Boost logo

Boost :

Subject: Re: [boost] [General] Always treat std::strings as UTF-8
From: Alexander Lamaison (awl03_at_[hidden])
Date: 2011-01-18 13:36:12


On Tue, 18 Jan 2011 19:46:41 +0200, Peter Dimov wrote:

> Dave Abrahams wrote:
>> At Tue, 18 Jan 2011 13:27:29 +0200,
>> Peter Dimov wrote:

> There's also the additional consideration of utf8_t's invariant. Does it
> require valid UTF-8? One possible specification of fopen might be:
>
> FILE* fopen( char const* name, char const* mode );
>
> The 'name' argument must be UTF-8 on Unicode-aware platforms and file
> systems such as Windows/NTFS and Mac OS X/HFS+. It can be an arbitrary byte
> sequence on encoding-agnostic platforms and file systems such as Linux and
> Solaris, but UTF-8 is recommended.
>
> On Windows, the UTF-8 sequence may be invalid due to the presence of UTF-16
> surrogates encoded as single code points, but such use is discouraged.
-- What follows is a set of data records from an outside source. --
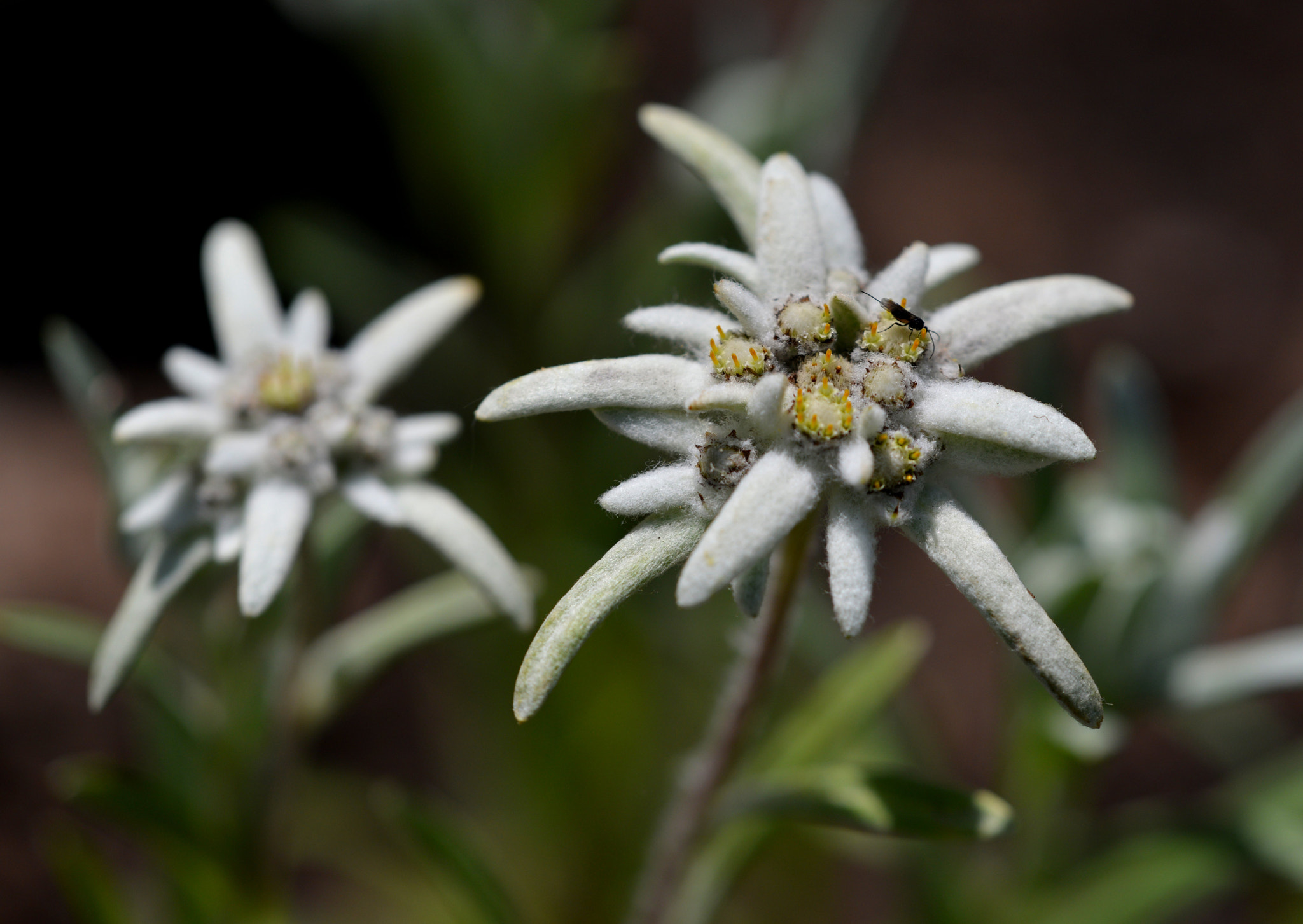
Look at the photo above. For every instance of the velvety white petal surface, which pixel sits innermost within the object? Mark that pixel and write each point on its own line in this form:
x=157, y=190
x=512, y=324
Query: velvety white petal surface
x=903, y=278
x=437, y=516
x=237, y=453
x=731, y=172
x=772, y=498
x=681, y=324
x=650, y=381
x=756, y=317
x=157, y=505
x=435, y=428
x=741, y=266
x=986, y=411
x=391, y=345
x=989, y=322
x=308, y=324
x=946, y=261
x=170, y=418
x=374, y=498
x=670, y=431
x=164, y=571
x=851, y=556
x=789, y=244
x=242, y=299
x=277, y=515
x=192, y=373
x=840, y=236
x=664, y=488
x=649, y=549
x=979, y=569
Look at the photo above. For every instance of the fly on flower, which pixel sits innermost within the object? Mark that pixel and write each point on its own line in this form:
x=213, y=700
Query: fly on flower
x=826, y=377
x=275, y=424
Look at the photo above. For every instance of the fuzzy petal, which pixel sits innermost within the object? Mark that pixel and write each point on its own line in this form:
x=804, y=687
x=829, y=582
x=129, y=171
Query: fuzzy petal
x=308, y=324
x=277, y=515
x=903, y=279
x=669, y=486
x=741, y=266
x=681, y=324
x=979, y=569
x=987, y=412
x=789, y=247
x=170, y=418
x=851, y=557
x=649, y=381
x=989, y=322
x=158, y=505
x=437, y=516
x=731, y=172
x=192, y=373
x=840, y=236
x=757, y=319
x=772, y=498
x=374, y=498
x=242, y=299
x=946, y=261
x=672, y=432
x=652, y=548
x=165, y=570
x=391, y=345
Are you saying this is how it should be or this is how it is? Because, on
Windows, 'name' certainly can't be UTF-8! The implementation takes 'name'
to be in the default local codepage, uses mbstowchar to up-convert it to a
UCS2 wchar_t string and delegates it to _wfopen (or similar - I'm doing
this from memory).

The up-conversion will turn multi-byte UTF-8 chars into gibberish. For
example fopen with 'name' being "שלום-سلام-pease-Мир.txt" creates a file
called "שלום-سلام-pease-Мир"

Alex

-- 
Easy SFTP for Windows Explorer (http://www.swish-sftp.org)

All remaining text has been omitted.